We celebrated. We celebrated every day (and stayed awake every night…). We celebrated on our own, as our little family of four, and we celebrated with Bethie’s cousins, aunts and uncles, and grandparents. We celebrated with her hospice team and all of our friends. We celebrated with loved ones and strangers, near and far, who had spent time praying for and loving her with us. My sisters and close friends brought us treats each week for her birthdays and we sang to her. We went to the park – timidly at first and then with more ease, filled with joy as we lived “normal” days with both of our babies. We played outside on our porch and in our condo’s little backyard, splashing in the water table and lounging on our blanket. We lived each miracle day loving her here with us.
And we tried every day not to focus on the fact that it likely was her last; mostly we succeeded. Some days were more trying than others, like when we called hospice in thinking her heart had reached its limit because she seemed to be in intense pain and could not stop crying. We were greeted by such compassion from our nurses, and then told ever so gently, that, “it actually sounds like she has…reflux.” We laugh about this now – our girl always keeping us on our toes – and likely at the time we cried tears of joy.

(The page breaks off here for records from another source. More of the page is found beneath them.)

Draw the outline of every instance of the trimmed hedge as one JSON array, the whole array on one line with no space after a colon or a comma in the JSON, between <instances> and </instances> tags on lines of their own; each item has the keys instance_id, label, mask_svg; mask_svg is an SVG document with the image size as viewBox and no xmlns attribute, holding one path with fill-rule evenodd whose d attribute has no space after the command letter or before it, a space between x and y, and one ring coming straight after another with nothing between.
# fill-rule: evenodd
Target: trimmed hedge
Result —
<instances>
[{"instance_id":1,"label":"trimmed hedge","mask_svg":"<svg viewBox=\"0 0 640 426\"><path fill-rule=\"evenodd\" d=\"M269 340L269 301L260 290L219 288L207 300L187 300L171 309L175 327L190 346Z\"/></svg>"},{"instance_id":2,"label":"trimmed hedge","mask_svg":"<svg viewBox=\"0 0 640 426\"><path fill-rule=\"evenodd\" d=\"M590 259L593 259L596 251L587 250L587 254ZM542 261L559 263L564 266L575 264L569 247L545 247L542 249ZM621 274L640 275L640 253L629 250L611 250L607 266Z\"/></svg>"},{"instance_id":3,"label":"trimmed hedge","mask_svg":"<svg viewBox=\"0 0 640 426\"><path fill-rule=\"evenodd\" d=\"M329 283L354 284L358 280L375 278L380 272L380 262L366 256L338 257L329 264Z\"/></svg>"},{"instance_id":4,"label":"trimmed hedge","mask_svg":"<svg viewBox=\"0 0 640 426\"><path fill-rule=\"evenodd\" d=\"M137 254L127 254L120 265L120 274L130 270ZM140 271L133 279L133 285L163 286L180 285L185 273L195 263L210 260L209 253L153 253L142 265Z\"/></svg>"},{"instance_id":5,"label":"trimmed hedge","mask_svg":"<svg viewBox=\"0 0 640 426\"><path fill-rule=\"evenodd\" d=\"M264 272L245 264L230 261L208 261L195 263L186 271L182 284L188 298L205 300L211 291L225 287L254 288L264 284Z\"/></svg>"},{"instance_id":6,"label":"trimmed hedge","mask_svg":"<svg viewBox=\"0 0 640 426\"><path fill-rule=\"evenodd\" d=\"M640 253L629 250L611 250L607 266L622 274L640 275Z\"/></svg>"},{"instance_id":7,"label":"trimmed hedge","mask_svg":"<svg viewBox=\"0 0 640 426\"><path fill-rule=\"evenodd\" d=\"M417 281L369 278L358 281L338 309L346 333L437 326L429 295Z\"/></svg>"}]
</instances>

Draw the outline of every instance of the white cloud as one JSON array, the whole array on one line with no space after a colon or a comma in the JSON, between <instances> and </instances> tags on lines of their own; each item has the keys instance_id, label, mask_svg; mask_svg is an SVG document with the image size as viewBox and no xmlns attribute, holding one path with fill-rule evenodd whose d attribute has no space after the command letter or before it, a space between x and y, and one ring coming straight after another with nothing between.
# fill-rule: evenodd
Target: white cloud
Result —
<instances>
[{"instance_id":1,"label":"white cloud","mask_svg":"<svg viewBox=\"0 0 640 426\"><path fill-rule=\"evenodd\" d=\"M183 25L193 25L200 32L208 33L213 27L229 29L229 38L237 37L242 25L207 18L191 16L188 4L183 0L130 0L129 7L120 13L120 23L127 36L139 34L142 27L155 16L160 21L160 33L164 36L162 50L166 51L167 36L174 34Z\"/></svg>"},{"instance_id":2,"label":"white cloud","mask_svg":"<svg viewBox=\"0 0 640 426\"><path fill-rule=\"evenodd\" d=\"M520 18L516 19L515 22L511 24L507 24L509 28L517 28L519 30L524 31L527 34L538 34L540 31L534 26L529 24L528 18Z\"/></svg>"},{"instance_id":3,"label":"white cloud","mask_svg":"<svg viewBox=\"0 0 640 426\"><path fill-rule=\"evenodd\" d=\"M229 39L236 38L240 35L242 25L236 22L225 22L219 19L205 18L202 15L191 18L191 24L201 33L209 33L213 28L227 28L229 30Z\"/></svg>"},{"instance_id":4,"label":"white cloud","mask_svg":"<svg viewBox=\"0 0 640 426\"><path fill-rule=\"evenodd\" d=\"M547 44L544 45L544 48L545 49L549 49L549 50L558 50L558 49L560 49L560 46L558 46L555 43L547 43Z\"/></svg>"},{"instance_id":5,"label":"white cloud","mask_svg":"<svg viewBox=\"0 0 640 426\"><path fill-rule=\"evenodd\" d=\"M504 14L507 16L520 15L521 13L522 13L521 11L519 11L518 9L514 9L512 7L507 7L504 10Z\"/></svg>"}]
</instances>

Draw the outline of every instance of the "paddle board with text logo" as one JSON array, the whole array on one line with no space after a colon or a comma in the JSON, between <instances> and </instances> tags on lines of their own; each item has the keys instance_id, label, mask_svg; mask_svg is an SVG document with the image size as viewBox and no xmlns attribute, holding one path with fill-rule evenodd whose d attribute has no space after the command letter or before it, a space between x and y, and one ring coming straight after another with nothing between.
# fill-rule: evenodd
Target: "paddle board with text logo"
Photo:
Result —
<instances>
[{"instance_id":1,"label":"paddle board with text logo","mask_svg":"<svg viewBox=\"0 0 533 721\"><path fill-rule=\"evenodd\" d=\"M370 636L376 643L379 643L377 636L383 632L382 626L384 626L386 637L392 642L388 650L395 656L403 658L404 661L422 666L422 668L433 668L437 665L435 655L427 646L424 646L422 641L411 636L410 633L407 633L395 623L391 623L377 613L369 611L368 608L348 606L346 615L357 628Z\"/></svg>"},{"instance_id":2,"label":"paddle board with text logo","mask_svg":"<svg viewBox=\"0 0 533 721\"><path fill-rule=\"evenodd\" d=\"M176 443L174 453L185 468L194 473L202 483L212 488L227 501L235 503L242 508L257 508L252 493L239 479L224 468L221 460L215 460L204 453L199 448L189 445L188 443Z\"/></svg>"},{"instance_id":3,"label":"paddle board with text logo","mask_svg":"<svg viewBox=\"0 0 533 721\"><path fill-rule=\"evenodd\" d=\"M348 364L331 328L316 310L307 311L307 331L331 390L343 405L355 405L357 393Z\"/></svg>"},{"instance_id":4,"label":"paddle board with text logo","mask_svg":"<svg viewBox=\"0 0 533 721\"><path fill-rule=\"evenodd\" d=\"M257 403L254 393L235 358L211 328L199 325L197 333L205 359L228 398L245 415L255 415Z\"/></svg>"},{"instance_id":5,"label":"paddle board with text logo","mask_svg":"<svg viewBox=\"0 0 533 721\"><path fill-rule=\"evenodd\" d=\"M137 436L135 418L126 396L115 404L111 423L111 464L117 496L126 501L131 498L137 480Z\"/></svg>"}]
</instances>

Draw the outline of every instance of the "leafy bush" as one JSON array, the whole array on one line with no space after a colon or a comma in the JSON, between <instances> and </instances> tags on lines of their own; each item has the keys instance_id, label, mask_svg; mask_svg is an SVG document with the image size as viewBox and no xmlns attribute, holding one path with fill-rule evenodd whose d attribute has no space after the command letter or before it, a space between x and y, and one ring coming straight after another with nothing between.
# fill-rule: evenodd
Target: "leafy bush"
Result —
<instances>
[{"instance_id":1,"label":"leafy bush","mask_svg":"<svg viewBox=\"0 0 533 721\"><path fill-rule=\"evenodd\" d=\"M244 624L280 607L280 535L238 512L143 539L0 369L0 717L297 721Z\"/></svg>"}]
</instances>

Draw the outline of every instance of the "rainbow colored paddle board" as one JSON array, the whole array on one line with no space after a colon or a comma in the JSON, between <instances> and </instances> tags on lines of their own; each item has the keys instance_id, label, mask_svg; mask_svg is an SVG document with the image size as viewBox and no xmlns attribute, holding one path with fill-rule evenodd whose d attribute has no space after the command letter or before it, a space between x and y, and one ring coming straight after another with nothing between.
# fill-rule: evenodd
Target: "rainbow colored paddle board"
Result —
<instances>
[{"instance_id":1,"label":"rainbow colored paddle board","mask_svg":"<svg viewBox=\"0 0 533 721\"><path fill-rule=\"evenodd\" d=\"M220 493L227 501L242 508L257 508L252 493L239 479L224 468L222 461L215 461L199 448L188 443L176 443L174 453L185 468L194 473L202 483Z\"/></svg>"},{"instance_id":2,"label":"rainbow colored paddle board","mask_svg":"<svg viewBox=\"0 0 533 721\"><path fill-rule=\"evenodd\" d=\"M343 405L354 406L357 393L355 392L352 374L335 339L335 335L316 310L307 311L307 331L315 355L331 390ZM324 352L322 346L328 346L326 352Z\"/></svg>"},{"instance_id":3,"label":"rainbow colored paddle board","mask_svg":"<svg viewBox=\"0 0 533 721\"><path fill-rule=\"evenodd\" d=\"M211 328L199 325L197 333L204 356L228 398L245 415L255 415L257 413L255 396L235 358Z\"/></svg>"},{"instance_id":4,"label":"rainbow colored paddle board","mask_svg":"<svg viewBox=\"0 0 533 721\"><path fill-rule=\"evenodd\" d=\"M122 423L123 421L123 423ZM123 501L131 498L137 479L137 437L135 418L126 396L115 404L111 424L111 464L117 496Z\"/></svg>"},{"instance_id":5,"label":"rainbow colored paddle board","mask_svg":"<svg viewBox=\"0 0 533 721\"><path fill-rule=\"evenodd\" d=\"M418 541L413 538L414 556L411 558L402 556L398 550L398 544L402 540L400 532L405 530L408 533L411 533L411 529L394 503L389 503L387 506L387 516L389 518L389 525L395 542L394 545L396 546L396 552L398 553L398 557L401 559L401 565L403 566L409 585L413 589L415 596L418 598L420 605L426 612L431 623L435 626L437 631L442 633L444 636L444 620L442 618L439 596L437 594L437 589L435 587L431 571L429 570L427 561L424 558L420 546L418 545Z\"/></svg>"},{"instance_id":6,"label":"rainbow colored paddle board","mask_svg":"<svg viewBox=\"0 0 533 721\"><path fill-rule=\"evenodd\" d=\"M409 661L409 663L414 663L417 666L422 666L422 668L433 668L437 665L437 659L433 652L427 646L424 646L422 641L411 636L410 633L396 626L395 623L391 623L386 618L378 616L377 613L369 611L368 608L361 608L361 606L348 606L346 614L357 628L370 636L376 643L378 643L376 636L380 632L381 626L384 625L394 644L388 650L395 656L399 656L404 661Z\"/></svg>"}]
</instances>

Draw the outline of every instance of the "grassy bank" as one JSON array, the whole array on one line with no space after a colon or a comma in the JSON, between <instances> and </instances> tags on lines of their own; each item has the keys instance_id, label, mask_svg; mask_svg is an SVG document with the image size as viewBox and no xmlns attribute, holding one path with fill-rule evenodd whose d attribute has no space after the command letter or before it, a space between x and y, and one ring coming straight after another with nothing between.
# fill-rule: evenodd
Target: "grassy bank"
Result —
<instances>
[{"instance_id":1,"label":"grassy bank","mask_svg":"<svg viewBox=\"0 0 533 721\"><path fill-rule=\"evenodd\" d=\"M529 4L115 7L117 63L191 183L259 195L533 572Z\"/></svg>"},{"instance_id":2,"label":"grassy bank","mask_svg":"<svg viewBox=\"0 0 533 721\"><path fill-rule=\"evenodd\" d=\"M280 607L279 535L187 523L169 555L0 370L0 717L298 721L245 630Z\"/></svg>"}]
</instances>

Eight weeks passed like this, and then it was time for our family to move. We left family and friends behind to start a new adventure that was planned in part because we thought after losing her we might want a change. We thought it might be good for us. We had planned our move knowing with as much certainty as we could that we would be leaving as a family of three on earth and one in heaven. We do not know everything. We will never know everything. And we moved as a family of four on earth.